Threre are a few classic oxymorons I can think of off of the top of my head. Some of these make sense when you think about them but literally they are direct opposites. For example:
- The same difference
- Old news
- Holy war
Yesterday I bought a brand new car whose name shall remain anonymous since all new cars pretty much without exception, fall into this category. I understand that there are a few esoteric exceptions, but regardless the VAST MAJORITY of automobiles have total junk equipment they dare to categorize as automotive high fidelity. Again we are presented with the dilemma of economics and audience.
Marketeers know that the best place to fish for cash is in the mass market. Thanks to Apple and their wildly successful i-whatever product line, the masses are thrilled to background noise in non-musical accuracy. I have grown to accept this nonsense and even installed an i-Pod in my old 07 Yaris attached to my Pioneer AVIC-D3. Yes, it was elevator music and yes it was terrible, but the road noise of the old Yaris drowned out any hopes to hear high fidelity.
Enter the new car. This is the first time I have ever purchased a non-high-mileage vehicle in my life. I did so for the space and the ability to tow a trailer so after comparing the minuscule mileage differences in this class of car I selected one specific American made SUV. I also felt hugely supportive for our struggling economy in doing so, something that money in this case actually can buy. During the test drive, I was focused on the location of controls, the temperature of the A/C, how much wider the vehicle was than the Yarius, and items like that. Satisfied with the deal, I drove off the lot.
But then it came time to listen to some music, so I turned on the FM radio. ARGH! What the heck was that? The built-in unit had such bass over emphasis that the system sounded like one of those imports rolling up next to you at a stoplight those boom box literally shakes your car windows. I was appalled and realized that this was the mass market. What the heck have we trained our children to listen to?
Every channel was the same, even NPR. Unfortunately, the radio design is integrated into the system display so there is no chance of ever getting out from under the radio's terrible sound (did I mention a bandwidth all the way up to about 5KHz?). What the heck to do. I've driven off of the lot, and now I am literally stuck with a unit that occupies the space of the stereo and I cannot swap it out because of the integration with the other car's systems. Shucks!
After a few miles, I decided to turn into Radio Shack and reconnect the old i-Pod (it has a USB port for the radio but there was no cable provided despite this car's upper $20,000 price range). I was getting tired of all of the nonsense commercials anyway and the thumping bass would just not go away despite the fact that the equalizer was set at -6 (it was +10 when I jumped in as was the treble setting; obviously someone from the mass market was listening to it before I sat in it).

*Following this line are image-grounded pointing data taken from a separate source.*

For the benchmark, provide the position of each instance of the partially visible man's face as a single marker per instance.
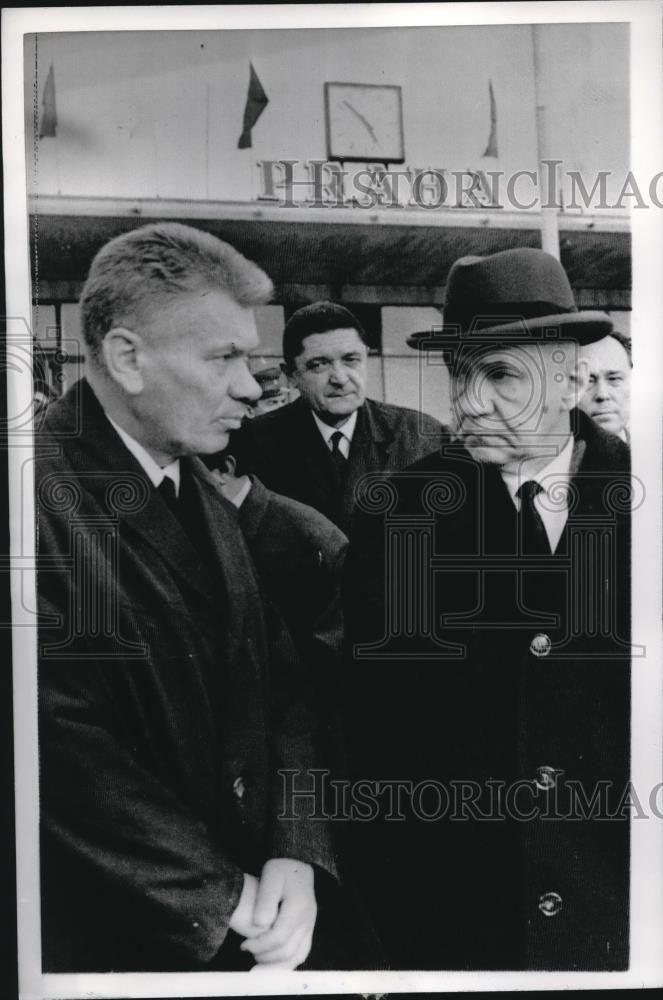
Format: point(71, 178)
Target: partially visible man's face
point(607, 399)
point(196, 383)
point(512, 404)
point(331, 374)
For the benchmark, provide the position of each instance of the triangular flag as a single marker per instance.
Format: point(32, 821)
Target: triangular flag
point(256, 102)
point(491, 148)
point(49, 118)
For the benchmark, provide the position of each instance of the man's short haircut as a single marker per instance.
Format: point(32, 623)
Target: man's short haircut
point(319, 317)
point(625, 341)
point(133, 273)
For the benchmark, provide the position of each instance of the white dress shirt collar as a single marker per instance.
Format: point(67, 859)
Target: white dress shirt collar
point(154, 472)
point(552, 501)
point(347, 429)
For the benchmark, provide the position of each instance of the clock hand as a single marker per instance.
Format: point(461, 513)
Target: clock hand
point(367, 125)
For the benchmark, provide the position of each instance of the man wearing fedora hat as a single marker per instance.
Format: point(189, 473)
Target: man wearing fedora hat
point(488, 616)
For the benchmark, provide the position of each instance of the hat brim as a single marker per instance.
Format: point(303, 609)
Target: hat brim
point(583, 327)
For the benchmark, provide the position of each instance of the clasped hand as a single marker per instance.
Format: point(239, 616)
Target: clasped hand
point(276, 914)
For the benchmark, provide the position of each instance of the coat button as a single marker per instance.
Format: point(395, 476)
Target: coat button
point(550, 903)
point(546, 777)
point(540, 644)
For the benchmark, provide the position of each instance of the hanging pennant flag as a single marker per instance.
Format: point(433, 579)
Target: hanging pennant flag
point(49, 118)
point(491, 148)
point(256, 102)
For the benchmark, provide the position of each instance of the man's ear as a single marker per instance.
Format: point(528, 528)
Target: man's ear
point(578, 381)
point(121, 350)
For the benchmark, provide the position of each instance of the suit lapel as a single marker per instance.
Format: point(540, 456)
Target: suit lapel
point(369, 452)
point(116, 481)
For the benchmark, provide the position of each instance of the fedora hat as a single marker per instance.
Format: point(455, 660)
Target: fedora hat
point(514, 296)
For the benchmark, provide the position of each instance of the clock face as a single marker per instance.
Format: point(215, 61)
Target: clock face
point(364, 122)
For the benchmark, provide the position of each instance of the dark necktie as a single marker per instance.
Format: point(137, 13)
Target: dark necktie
point(533, 536)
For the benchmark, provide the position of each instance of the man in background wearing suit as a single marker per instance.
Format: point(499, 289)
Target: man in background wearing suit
point(316, 448)
point(168, 699)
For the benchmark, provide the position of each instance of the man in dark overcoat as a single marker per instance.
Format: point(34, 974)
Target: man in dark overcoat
point(164, 715)
point(487, 686)
point(318, 447)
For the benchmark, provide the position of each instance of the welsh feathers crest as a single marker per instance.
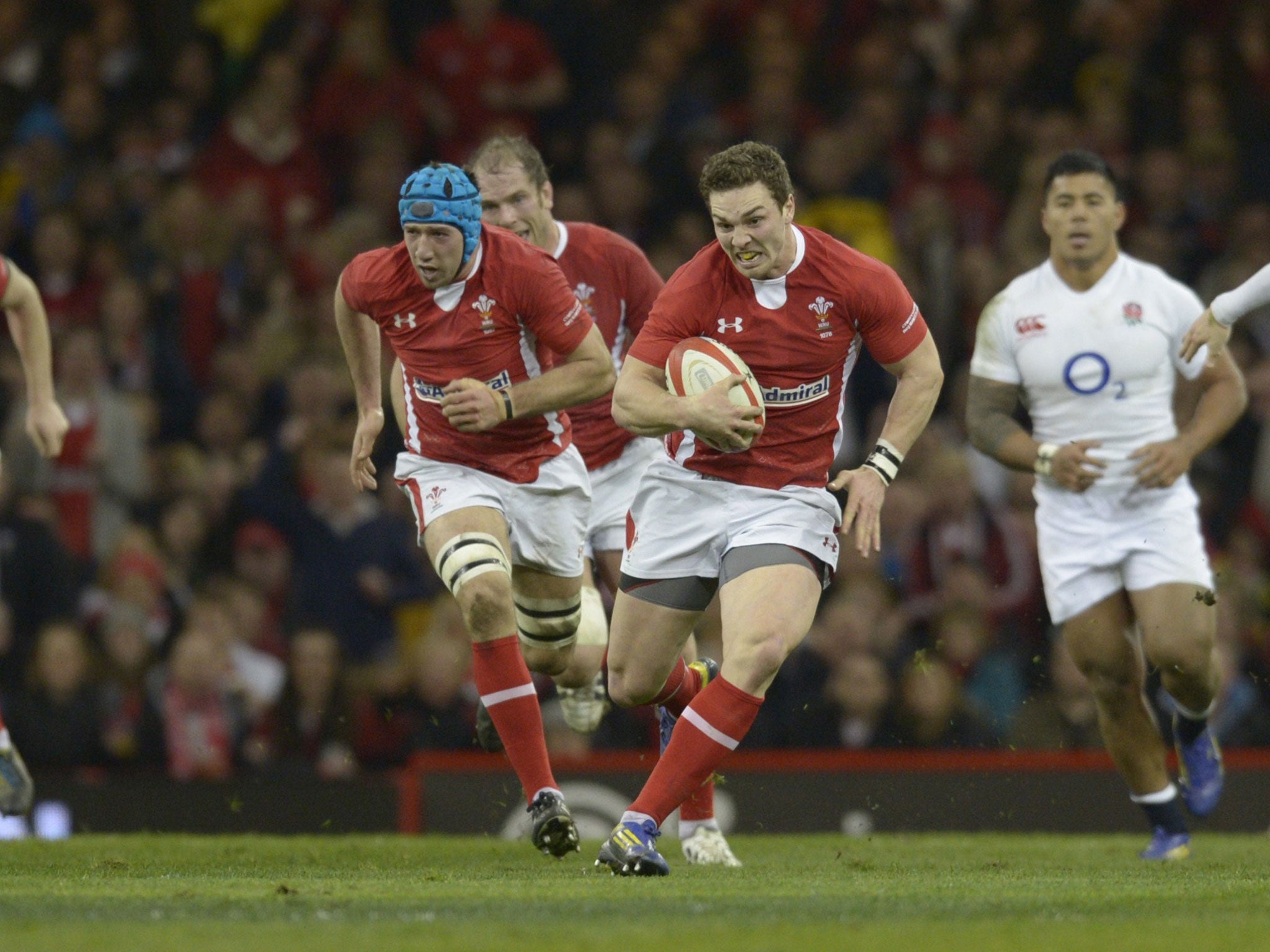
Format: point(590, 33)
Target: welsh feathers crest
point(821, 309)
point(584, 294)
point(484, 305)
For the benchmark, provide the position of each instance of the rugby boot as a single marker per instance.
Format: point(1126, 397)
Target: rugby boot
point(708, 847)
point(554, 831)
point(709, 671)
point(1166, 845)
point(17, 791)
point(585, 707)
point(1202, 772)
point(487, 734)
point(631, 851)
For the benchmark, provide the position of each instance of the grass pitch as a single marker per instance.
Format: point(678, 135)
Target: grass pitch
point(928, 892)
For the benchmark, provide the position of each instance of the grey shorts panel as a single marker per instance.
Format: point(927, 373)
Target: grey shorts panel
point(741, 560)
point(691, 593)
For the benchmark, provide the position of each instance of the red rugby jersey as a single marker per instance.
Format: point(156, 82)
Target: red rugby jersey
point(616, 286)
point(799, 334)
point(499, 327)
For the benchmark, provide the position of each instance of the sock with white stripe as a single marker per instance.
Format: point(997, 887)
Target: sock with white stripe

Well, in a word, I was relieved to know that the FM radio circuit was the culprit and that the i-Pod actually sounded pretty good, much better than in the Yaris rig. But what the heck was that boomy bass? The only thing I can figure out is that the marketing folks know that the mass WANTS IT so they give it to them. But what about us lunatic fringe folks who actually know what music sounds like? We have to take a back seat here and just tolerate the junk that marketing tosses at us.
So much for the benefits of boundless free enterprise. Seems to be an oxymoron in there somewhere.